Friday, October 10, 2014

Saudi activists revive women's right-to-drive campaign

On October 9, 2014, this story was sent out from AFP, and here is the version from alArabiya. A link to the story is here,  and the text is printed below.

Female driver Azza al-Shmasani alights from her car after driving in defiance of the ban in Riyadh June 22, 2011. (Reuters)
Activists in Saudi Arabia are revving up a right-to-drive campaign using social media in the kingdom, where women are faced with a de-facto ban from getting behind the wheel, a campaigner said on Thursday.

An online petition asking the Saudi government to “lift the ban on women driving” has attracted more than 2,400 signatures ahead of the campaign’s culmination on Oct. 26.

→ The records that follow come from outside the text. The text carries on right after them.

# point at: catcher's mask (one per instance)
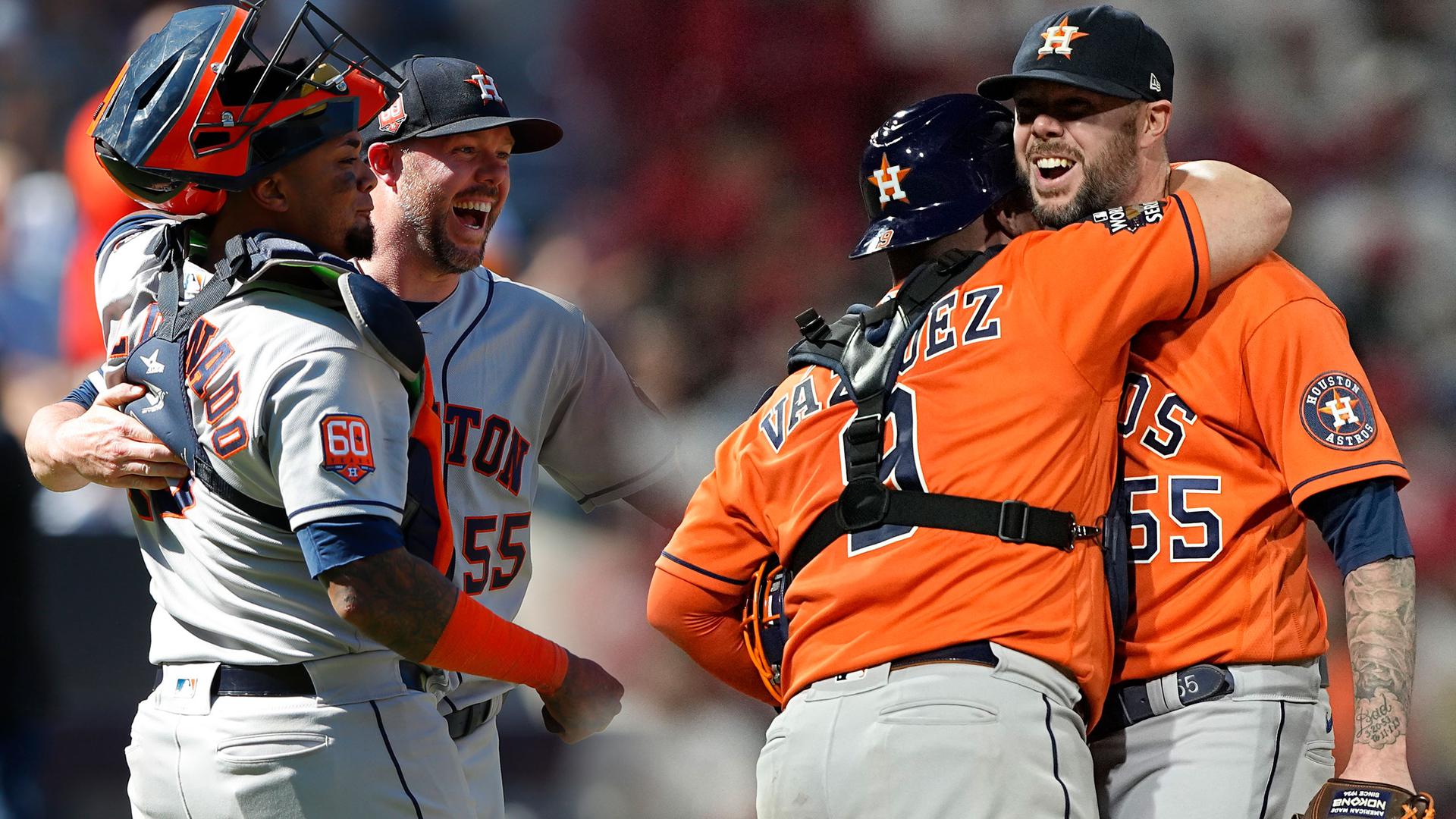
(766, 627)
(200, 108)
(935, 168)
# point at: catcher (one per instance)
(932, 504)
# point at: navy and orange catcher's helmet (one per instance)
(935, 168)
(200, 108)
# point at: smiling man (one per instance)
(1239, 425)
(523, 379)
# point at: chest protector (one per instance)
(277, 262)
(865, 349)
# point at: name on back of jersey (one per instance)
(957, 319)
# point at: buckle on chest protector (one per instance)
(1014, 518)
(862, 504)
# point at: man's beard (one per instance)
(359, 241)
(430, 224)
(1104, 184)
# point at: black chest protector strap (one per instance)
(159, 362)
(865, 349)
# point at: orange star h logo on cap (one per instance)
(485, 83)
(1059, 39)
(889, 180)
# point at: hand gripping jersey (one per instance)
(1008, 391)
(294, 410)
(525, 382)
(1231, 420)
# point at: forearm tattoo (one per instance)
(1381, 629)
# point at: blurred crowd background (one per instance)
(707, 193)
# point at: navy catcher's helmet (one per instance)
(935, 168)
(201, 108)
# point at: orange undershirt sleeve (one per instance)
(481, 642)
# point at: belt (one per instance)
(284, 681)
(976, 651)
(471, 717)
(1130, 703)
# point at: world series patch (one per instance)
(1337, 411)
(1130, 218)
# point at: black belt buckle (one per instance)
(463, 722)
(1015, 515)
(1201, 682)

Activists are also encouraging to women to post pictures of themselves driving using a Twitter hashtag, as well as on Instagram and YouTube.

“We are trying to do something to refresh this demand” that women be allowed to drive,” one activist, Nasima al-Sada, told AFP.

“It doesn’t stop,” she said of the national campaign.

“We are asking the ladies to sit behind the wheel and take action” on October 26 “or any day”, Sada said from the kingdom’s Eastern Province.

Last year, activists also focused their demands on Oct. 26 -- which they call a “symbolic” date as part of efforts to press for women’s right to drive.

At least 16 Saudi women were fined for taking the wheel on Oct. 26 last year.

Forced to cover from head to toe, Saudi women still need permission from a male guardian to work and marry.